Using our ATC system, we sought to better understand the principles underlying HAMP domain signal transduction by directly comparing in vivo signaling biases with the in vitro physical properties of point mutants that alter domain output. We thus generated single residue substitutions of ATC receptors with consideration of the extensive HAMP mutational data for the Tsr chemoreceptor as a guide. We focused mainly on H1 because of its functionality and the fact that HAMP1 is decoupled from HAMP2/3 in Aer2 1–172 by a short helical linker and hence is less likely to be dependent on HAMP2/3 for stability.
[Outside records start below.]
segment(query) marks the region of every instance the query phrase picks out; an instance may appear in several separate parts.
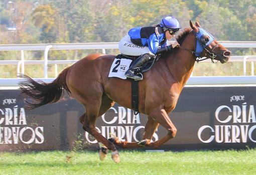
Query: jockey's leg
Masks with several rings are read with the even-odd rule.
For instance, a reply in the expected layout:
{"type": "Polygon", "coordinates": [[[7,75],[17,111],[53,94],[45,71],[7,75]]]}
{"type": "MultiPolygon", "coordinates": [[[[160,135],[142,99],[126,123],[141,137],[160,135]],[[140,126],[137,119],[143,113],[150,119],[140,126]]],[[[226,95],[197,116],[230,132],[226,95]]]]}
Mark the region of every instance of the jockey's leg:
{"type": "Polygon", "coordinates": [[[135,80],[143,80],[143,76],[140,72],[137,73],[137,71],[143,66],[143,65],[153,58],[154,55],[150,53],[145,54],[136,60],[135,60],[131,65],[129,69],[124,74],[125,77],[135,79],[135,80]]]}

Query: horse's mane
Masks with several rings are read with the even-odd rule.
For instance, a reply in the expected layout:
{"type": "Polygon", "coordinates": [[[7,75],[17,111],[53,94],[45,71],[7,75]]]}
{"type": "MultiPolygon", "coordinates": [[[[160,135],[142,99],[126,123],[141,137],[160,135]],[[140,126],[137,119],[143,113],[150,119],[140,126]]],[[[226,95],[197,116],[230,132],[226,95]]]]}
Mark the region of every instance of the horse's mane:
{"type": "Polygon", "coordinates": [[[190,28],[185,28],[178,36],[176,37],[176,39],[180,45],[182,44],[185,38],[188,34],[192,31],[190,28]]]}

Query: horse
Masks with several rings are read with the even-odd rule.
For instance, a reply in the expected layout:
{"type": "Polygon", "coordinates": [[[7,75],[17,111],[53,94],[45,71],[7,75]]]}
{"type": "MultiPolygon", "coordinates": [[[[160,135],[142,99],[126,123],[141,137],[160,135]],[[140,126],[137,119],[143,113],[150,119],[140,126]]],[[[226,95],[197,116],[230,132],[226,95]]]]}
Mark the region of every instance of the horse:
{"type": "Polygon", "coordinates": [[[27,108],[33,109],[56,102],[66,91],[84,106],[86,112],[80,117],[80,121],[83,129],[94,136],[101,145],[101,160],[110,150],[112,159],[119,162],[120,156],[115,145],[124,148],[159,147],[176,134],[177,129],[168,114],[175,108],[198,57],[224,63],[231,54],[202,29],[198,21],[194,25],[190,21],[189,24],[191,28],[185,29],[176,37],[180,46],[171,53],[161,56],[154,66],[144,73],[144,79],[139,82],[139,110],[148,116],[143,140],[128,142],[119,140],[117,137],[107,139],[95,128],[97,118],[115,102],[132,108],[131,81],[108,77],[114,55],[88,55],[65,68],[50,83],[38,82],[23,75],[24,79],[20,86],[22,93],[27,96],[25,99],[27,108]],[[165,128],[168,133],[163,138],[152,141],[153,134],[159,125],[165,128]]]}

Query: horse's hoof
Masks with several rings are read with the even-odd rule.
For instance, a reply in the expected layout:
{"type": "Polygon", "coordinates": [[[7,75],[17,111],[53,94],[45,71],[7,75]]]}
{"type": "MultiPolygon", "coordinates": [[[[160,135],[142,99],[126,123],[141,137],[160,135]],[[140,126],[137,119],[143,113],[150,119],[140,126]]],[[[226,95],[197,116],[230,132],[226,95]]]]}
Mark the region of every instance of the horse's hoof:
{"type": "Polygon", "coordinates": [[[119,163],[120,162],[120,156],[119,154],[112,154],[112,159],[116,163],[119,163]]]}
{"type": "Polygon", "coordinates": [[[106,157],[106,153],[104,152],[101,150],[101,149],[100,149],[99,150],[99,159],[101,161],[104,160],[104,159],[105,157],[106,157]]]}
{"type": "Polygon", "coordinates": [[[111,135],[111,137],[108,139],[108,141],[112,143],[114,143],[118,140],[118,138],[116,137],[115,135],[111,135]]]}

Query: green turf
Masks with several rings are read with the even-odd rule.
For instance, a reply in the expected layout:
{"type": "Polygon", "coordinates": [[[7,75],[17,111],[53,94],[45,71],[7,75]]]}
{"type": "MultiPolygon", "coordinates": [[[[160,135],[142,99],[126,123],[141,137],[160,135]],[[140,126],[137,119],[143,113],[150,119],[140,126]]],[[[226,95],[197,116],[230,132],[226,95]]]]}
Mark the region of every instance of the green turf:
{"type": "Polygon", "coordinates": [[[94,152],[0,153],[0,174],[256,174],[256,149],[119,153],[115,163],[94,152]]]}

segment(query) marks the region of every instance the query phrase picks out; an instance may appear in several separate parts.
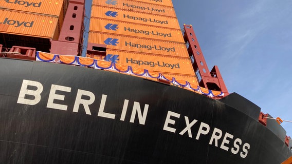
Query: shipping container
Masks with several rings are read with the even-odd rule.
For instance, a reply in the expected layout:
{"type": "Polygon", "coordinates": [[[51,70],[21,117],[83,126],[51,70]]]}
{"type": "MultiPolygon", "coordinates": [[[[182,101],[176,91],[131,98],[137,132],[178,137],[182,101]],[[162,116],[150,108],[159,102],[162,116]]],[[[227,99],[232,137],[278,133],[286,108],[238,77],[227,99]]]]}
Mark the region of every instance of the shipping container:
{"type": "Polygon", "coordinates": [[[125,66],[161,73],[194,75],[190,58],[106,50],[104,59],[125,66]]]}
{"type": "Polygon", "coordinates": [[[93,5],[91,17],[124,21],[135,24],[180,29],[176,17],[93,5]]]}
{"type": "Polygon", "coordinates": [[[106,48],[167,56],[189,57],[184,43],[135,38],[89,31],[88,43],[105,44],[106,48]]]}
{"type": "Polygon", "coordinates": [[[99,18],[91,18],[89,31],[185,43],[181,31],[179,29],[137,25],[99,18]]]}
{"type": "Polygon", "coordinates": [[[0,1],[0,7],[6,9],[60,16],[66,10],[64,9],[64,3],[63,0],[2,0],[0,1]]]}
{"type": "Polygon", "coordinates": [[[144,2],[155,5],[164,5],[170,7],[173,7],[171,0],[135,0],[139,2],[144,2]]]}
{"type": "Polygon", "coordinates": [[[57,39],[58,17],[0,9],[0,33],[57,39]]]}
{"type": "Polygon", "coordinates": [[[122,2],[118,1],[117,3],[108,3],[105,1],[94,0],[93,5],[163,16],[176,17],[172,7],[157,5],[145,2],[123,1],[122,2]]]}

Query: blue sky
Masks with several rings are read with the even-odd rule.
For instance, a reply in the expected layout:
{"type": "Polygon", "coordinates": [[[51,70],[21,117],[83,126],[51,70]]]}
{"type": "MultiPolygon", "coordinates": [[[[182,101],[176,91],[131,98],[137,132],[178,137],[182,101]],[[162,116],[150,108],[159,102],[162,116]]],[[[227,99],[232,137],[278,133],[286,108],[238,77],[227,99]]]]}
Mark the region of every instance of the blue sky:
{"type": "MultiPolygon", "coordinates": [[[[192,25],[211,70],[229,92],[265,113],[292,120],[292,1],[173,0],[180,25],[192,25]]],[[[292,137],[292,123],[281,125],[292,137]]]]}
{"type": "MultiPolygon", "coordinates": [[[[193,26],[209,69],[218,66],[229,92],[292,120],[292,1],[172,2],[180,27],[193,26]]],[[[281,125],[292,137],[292,123],[281,125]]]]}

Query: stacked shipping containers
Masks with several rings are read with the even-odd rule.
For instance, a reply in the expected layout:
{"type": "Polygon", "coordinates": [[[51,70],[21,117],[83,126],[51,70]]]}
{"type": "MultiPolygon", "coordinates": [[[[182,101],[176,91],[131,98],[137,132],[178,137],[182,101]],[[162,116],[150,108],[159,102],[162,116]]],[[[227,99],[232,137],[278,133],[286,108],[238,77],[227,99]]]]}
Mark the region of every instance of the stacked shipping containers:
{"type": "Polygon", "coordinates": [[[197,85],[171,0],[94,0],[88,36],[105,59],[197,85]]]}
{"type": "Polygon", "coordinates": [[[56,39],[68,0],[0,1],[0,33],[56,39]]]}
Cellular flagellar responses to single residue substitutions in H1 were varied, with roughly half of the substitutions having effects on signaling bias similar to those seen with equivalent substitutions in Tsr, and half having opposite effects (Table S2). Notable was the L44H mutation, which generated a CW lock (i.e., exclusively tumbling) phenotype in both CheRB+ and CheRB− cells (Figure 2). Substitution of HR2 in the connector (V33 and I88 in HAMP1 and HAMP2, respectively) tended to increase the CW bias of ATC receptors. Compared to H1, H1 V33G had increased CW bias in CheRB+ cells and was also CW locked in CheRB− cells. H1-2 I88G displayed a slight CW bias in CheRB− cells, which differed from the CCW locked bias of H1-2. Overall, we established a set of HAMP domain mutants with defined phenotypes for structural and biochemical characterization. In general, HAMP1 substitutions that favored CCW output in Tsr could not be overexpressed as soluble proteins when produced in the Aer2 HAMP1 domain, whereas those that produced CW output were generally well tolerated. This suggests that CCW-biasing, but not CW, substitutions disrupt the native HAMP1-like conformation.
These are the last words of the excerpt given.